[SPARK-12689][SQL] Migrate DDL parsing to the newly absorbed parser #10723

viirya · 2016-01-12T10:08:26Z

JIRA: https://issues.apache.org/jira/browse/SPARK-12689

DDLParser processes three commands: createTable, describeTable and refreshTable.
This patch migrates the three commands to newly absorbed parser.

SparkQA · 2016-01-12T10:37:55Z

Test build #49237 has finished for PR 10723 at commit f886f67.

This patch fails Spark unit tests.
This patch merges cleanly.
This patch adds no public classes.

rxin · 2016-01-12T20:33:30Z

cc @hvanhovell

@viirya can you rename the title to "migrate describe table parsing to ..."

viirya · 2016-01-13T05:07:42Z

Because SQLContext still uses DDLParser, looks like I can't simply remove describeTable command from DDLParser. So I can't gradually migrate these three commands in three PRs.

SparkQA · 2016-01-13T16:35:35Z

Test build #49317 has finished for PR 10723 at commit c60cd9e.

This patch fails Scala style tests.
This patch merges cleanly.
This patch adds no public classes.

yhuai · 2016-01-13T17:59:01Z

@cloud-fan Can you also take a look? It is related to the work of adding DDL support for creating bucketed tables.

cloud-fan · 2016-01-13T18:18:53Z

sql/core/src/main/scala/org/apache/spark/sql/execution/SparkQl.scala

@@ -52,26 +57,30 @@ private[sql] class SparkQl(conf: ParserConf = SimpleParserConf()) extends Cataly
          nodeToDescribeFallback(node)
        } else {
          tableType match {
-            case Token("TOK_TABTYPE", Token("TOK_TABNAME", nameParts :: Nil) :: Nil) =>
+            case Token("TOK_TABTYPE", Token("TOK_TABNAME", nameParts) :: Nil) =>


Why change this? You didn't touch the describe stuff in SparkSqlParser.g right?

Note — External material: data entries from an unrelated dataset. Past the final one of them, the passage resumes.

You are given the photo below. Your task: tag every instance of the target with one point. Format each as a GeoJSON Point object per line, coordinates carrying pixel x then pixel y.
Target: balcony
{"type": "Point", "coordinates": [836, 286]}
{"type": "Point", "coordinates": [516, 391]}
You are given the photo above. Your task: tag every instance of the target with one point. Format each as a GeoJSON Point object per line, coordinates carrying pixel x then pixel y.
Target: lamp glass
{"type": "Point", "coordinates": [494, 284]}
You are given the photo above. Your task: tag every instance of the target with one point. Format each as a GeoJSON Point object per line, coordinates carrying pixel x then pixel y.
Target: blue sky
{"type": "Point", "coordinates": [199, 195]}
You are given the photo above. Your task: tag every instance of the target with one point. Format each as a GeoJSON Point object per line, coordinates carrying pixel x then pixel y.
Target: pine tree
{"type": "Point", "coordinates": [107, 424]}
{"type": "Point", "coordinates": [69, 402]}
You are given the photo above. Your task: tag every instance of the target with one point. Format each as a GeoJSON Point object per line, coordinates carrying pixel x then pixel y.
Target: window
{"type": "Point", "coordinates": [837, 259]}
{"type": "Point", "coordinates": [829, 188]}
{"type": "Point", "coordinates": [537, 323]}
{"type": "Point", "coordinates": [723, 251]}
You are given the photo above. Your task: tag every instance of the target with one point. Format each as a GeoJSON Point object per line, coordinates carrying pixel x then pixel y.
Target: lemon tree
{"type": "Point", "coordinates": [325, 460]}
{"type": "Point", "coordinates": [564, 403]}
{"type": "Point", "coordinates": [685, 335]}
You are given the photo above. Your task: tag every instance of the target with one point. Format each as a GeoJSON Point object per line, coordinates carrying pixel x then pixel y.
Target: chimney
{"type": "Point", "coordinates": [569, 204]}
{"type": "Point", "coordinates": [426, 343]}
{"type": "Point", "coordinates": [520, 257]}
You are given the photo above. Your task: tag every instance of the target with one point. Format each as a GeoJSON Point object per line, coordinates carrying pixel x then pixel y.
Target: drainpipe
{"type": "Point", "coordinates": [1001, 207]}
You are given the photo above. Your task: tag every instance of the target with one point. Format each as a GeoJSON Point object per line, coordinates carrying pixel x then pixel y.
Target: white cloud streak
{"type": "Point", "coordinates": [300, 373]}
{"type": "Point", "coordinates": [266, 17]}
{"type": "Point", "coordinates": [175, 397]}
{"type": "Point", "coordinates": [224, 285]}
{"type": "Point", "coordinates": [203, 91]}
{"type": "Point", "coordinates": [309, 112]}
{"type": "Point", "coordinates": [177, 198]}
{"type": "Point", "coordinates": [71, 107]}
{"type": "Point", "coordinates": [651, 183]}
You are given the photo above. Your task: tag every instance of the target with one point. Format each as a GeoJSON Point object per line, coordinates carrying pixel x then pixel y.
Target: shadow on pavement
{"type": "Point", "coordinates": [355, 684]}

Yes. I think it is incorrect from beginning but not be tested it out because we don't reach here before. I've tested it locally. Once all three commands are migrated, we can see this passing tests.

if we parse the following SQL using the parse driver org.apache.spark.sql.catalyst.parser.ParseDriver.parsePlan("DESCRIBE EXTENDED tbl.a", null)

We would end up with the following AST:

TOK_DESCTABLE 1, 0, 6, 18 :- TOK_TABTYPE 1, 4, 6, 18 : +- TOK_TABNAME 1, 4, 6, 18 : :- tbl 1, 4, 4, 18 : +- a 1, 6, 6, 22 +- EXTENDED 1, 2, 2, 9

This change would pick this up, and old code didn't (I am sure I tested this though :S ). You can disable this in the DDL parser, to see if it works now.

Could we add a test for this? The Hive test suite apparently misses this one. I could also address in a different PR.

Actually we have test for describe table command in HiveQuerySuite. Do we need another test?

Conflicts: sql/catalyst/src/main/antlr3/org/apache/spark/sql/catalyst/parser/SparkSqlLexer.g

SparkQA · 2016-01-18T08:24:56Z

Test build #49585 has finished for PR 10723 at commit 5a6cc4a.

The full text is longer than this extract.